The number of U.S. workers filing new claims for jobless benefits unexpectedly rose to its highest level in over 26 years last week and so-called continued claims jumped to a record high in March, according to data that underscored the labor market deterioration.
The Labor Department said on Thursday initial claims for state unemployment insurance benefits rose 12,000 to a seasonally adjusted 669,000 in the week ended March 28, the highest since the week ending October 2, 1982, from an upwardly revised 657,000 the week before.
Analysts polled by Reuters had forecast 650,000 new claims versus a previously reported count of 652,000 the prior week.
The number of people staying on the benefits roll after collecting an initial week of aid surged 161,000 to 5.73 million in the week ended March 21, the latest week for which the data is available, from 5.57 million the previous week.
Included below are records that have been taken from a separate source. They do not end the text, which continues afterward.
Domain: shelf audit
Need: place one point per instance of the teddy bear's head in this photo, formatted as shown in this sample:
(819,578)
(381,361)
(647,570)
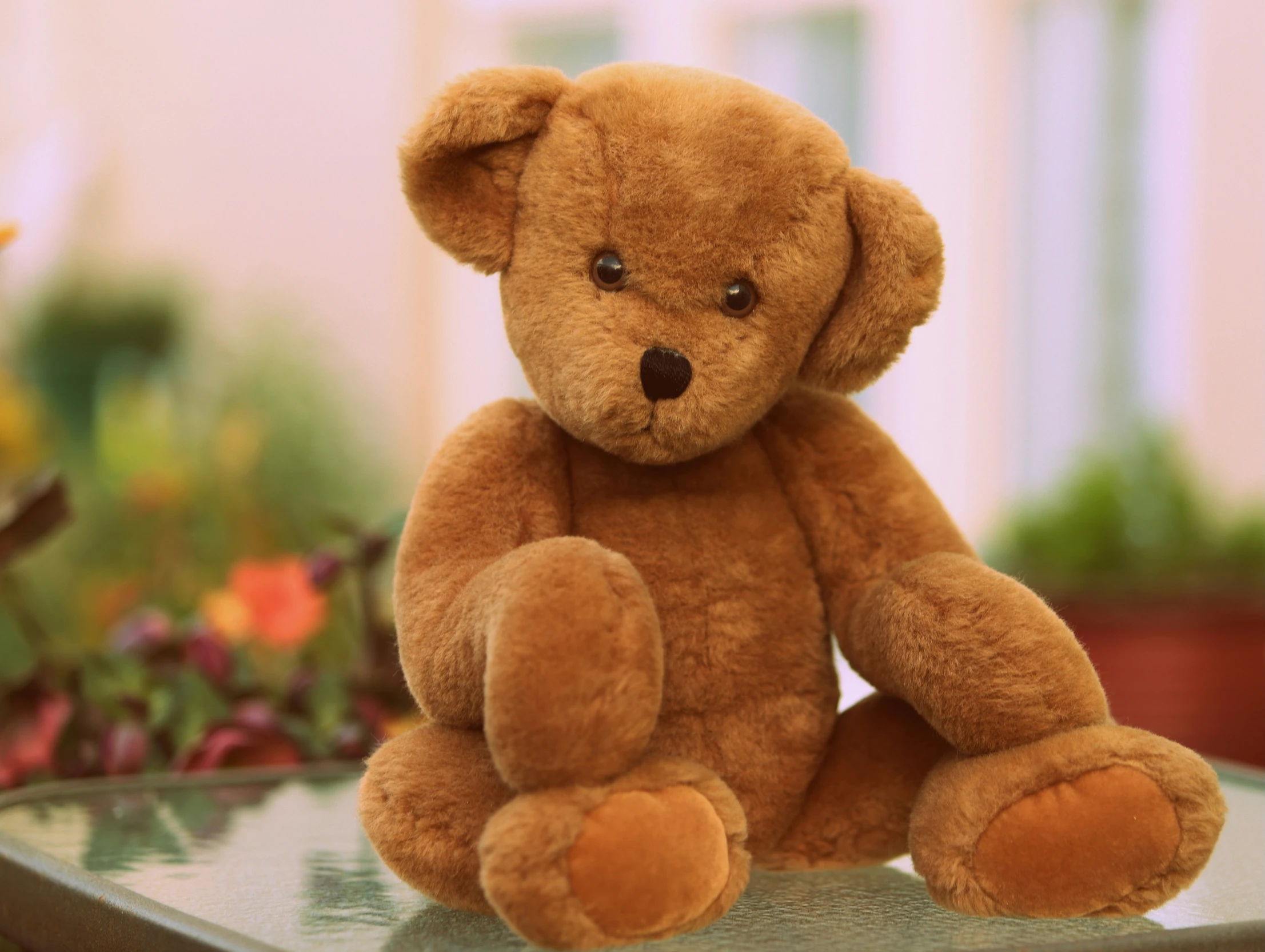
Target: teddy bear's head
(676,247)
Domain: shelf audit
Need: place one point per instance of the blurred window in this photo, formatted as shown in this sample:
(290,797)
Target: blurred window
(816,58)
(1081,212)
(572,46)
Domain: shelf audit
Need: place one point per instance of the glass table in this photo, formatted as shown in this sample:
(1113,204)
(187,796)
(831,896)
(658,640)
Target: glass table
(277,861)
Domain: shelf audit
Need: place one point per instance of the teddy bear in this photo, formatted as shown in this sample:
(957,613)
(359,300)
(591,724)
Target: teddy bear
(616,603)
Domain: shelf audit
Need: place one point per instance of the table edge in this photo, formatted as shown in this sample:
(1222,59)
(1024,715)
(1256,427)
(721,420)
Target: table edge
(117,918)
(51,906)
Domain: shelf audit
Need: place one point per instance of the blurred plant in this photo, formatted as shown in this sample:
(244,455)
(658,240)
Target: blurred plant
(176,621)
(1134,522)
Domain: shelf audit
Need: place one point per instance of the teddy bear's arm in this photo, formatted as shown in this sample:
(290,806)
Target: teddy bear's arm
(979,656)
(496,484)
(547,641)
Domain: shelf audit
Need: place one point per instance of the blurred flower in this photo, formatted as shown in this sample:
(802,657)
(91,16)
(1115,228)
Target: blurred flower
(254,713)
(19,431)
(157,489)
(142,630)
(324,568)
(31,722)
(106,603)
(238,442)
(205,652)
(124,747)
(285,608)
(236,746)
(227,613)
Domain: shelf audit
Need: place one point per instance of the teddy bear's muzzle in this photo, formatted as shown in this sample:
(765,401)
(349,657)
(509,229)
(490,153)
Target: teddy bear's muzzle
(664,374)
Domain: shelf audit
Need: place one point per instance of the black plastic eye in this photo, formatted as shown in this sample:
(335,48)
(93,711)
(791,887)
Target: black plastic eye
(609,271)
(739,299)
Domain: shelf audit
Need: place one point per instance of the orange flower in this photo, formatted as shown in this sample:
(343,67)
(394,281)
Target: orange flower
(285,608)
(228,614)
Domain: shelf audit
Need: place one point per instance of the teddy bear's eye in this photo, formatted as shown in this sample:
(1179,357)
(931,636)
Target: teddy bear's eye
(609,271)
(739,299)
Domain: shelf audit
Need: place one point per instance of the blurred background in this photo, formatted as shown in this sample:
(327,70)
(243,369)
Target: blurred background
(221,323)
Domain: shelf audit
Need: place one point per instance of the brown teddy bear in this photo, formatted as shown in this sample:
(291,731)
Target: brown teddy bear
(615,606)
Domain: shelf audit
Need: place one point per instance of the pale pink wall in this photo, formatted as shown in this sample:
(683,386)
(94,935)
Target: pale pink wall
(1226,415)
(252,147)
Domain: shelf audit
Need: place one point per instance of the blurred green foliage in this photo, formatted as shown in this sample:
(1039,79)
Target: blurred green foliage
(1136,521)
(181,459)
(214,598)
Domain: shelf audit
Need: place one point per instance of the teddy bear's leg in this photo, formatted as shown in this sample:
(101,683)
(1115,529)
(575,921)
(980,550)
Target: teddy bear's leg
(424,803)
(1048,808)
(1100,820)
(857,811)
(657,853)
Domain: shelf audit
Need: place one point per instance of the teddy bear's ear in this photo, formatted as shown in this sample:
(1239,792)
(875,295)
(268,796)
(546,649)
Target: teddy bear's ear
(461,164)
(892,285)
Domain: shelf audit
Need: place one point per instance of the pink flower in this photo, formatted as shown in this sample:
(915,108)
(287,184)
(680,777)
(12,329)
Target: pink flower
(123,751)
(141,631)
(285,607)
(205,652)
(31,723)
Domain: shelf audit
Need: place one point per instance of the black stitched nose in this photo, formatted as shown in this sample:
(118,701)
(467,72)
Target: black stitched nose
(664,374)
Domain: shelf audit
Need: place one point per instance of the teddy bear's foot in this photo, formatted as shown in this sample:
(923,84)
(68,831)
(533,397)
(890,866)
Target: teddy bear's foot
(424,802)
(655,854)
(1101,820)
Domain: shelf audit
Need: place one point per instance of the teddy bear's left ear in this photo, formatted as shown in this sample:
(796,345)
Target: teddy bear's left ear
(461,164)
(892,285)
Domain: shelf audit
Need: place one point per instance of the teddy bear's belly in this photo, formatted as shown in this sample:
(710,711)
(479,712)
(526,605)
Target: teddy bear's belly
(749,679)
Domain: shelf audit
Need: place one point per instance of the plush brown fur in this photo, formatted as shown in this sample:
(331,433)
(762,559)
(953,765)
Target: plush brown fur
(616,612)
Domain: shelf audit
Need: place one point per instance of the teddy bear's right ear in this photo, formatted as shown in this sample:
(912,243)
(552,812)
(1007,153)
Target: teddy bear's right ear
(461,164)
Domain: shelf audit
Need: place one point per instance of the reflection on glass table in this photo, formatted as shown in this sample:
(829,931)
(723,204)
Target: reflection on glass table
(280,862)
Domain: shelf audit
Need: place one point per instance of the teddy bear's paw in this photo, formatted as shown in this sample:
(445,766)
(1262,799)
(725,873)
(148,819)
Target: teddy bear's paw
(1103,820)
(657,854)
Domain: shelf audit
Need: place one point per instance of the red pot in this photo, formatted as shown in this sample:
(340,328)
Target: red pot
(1192,670)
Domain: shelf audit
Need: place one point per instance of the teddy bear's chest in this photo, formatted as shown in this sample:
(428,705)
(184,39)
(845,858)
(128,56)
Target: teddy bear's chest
(728,565)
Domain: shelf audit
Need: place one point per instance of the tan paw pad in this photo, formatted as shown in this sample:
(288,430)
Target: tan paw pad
(1078,846)
(649,861)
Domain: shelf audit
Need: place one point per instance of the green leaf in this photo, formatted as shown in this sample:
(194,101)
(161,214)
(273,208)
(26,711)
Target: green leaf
(162,706)
(328,703)
(17,658)
(110,678)
(198,707)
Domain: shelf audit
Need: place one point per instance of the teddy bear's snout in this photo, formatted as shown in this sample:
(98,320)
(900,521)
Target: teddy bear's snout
(664,374)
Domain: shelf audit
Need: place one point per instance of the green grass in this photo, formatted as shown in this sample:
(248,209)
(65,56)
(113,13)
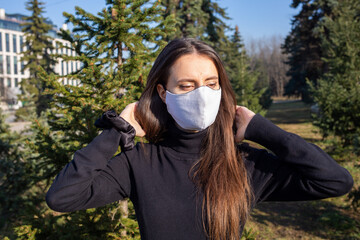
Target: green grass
(326,219)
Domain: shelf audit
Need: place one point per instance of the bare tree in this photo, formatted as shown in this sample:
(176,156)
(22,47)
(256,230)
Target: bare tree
(267,57)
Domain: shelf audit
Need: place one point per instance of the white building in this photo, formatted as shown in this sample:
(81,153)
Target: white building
(11,66)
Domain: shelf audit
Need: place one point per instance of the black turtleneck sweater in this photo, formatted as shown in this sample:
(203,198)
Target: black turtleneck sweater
(155,177)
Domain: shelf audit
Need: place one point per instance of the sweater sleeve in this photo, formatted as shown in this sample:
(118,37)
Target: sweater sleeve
(93,178)
(298,171)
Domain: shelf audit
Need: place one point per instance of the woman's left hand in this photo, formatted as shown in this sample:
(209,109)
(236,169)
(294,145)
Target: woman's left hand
(242,118)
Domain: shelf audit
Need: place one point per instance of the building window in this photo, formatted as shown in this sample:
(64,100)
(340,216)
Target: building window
(62,68)
(21,44)
(2,87)
(14,44)
(7,39)
(1,64)
(15,64)
(22,67)
(8,66)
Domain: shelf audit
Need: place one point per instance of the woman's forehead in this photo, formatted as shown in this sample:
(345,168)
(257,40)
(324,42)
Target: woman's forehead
(193,66)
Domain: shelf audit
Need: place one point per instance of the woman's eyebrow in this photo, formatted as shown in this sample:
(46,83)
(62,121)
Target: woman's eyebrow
(193,80)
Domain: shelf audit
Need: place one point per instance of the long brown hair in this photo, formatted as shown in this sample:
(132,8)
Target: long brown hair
(220,173)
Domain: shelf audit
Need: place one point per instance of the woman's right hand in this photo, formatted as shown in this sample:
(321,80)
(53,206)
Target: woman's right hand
(129,115)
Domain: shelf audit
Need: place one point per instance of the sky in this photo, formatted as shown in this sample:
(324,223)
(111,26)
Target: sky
(255,18)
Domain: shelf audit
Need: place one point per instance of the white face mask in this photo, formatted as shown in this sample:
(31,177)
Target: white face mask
(194,110)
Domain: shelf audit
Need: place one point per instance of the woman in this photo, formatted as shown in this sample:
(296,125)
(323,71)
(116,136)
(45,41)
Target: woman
(192,180)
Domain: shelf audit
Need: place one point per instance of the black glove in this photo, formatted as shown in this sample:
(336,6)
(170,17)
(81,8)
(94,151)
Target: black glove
(111,119)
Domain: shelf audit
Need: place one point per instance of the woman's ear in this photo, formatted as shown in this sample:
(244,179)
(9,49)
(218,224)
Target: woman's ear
(161,92)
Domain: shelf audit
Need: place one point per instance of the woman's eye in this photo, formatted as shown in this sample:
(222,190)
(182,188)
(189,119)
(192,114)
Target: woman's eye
(186,87)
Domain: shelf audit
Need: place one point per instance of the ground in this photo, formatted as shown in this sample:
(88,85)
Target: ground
(326,219)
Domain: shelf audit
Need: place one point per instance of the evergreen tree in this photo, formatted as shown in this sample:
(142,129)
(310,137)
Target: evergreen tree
(13,180)
(116,48)
(303,46)
(243,80)
(190,19)
(37,55)
(198,19)
(337,93)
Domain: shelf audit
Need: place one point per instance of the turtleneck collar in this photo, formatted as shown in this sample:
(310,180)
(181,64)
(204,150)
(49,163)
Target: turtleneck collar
(184,142)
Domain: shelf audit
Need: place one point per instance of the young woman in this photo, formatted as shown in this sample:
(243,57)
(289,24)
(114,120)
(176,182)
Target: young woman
(193,180)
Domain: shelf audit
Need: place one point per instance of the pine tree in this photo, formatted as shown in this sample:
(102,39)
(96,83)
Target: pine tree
(190,19)
(37,55)
(337,93)
(303,46)
(13,180)
(116,48)
(242,79)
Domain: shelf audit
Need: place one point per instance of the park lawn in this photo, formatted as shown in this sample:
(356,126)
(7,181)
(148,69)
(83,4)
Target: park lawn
(325,219)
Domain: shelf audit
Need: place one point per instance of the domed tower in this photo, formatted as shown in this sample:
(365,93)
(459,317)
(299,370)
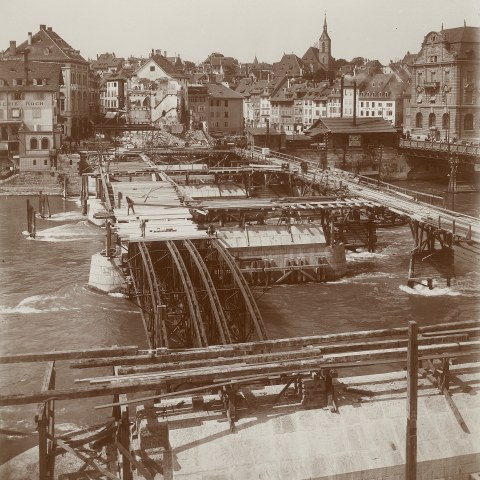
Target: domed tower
(325,47)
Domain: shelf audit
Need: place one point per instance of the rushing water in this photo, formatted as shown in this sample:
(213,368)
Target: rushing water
(45,304)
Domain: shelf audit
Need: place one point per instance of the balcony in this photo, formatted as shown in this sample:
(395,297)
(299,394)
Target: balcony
(431,85)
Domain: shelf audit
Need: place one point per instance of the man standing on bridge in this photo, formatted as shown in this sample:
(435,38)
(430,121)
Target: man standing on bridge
(130,205)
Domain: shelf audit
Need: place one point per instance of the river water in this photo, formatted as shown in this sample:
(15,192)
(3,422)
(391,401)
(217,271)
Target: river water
(45,303)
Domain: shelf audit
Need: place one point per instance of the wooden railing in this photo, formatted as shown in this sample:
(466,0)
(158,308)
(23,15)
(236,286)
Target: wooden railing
(458,148)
This was the highest on record and lifted the insured unemployment rate to 4.3 percent, the highest since a matching 4.3 percent in the week ending May 21, 1983. The insured unemployment rate was at 4.2 percent in the week ended March 14.
The four-week moving average for new claims, considered to be a better gauge of underlying trends as it irons out week-to-week volatility, climbed 6,500 to 656,750 in the week ending March 28, from 650,250. That was the highest reading since October 1982.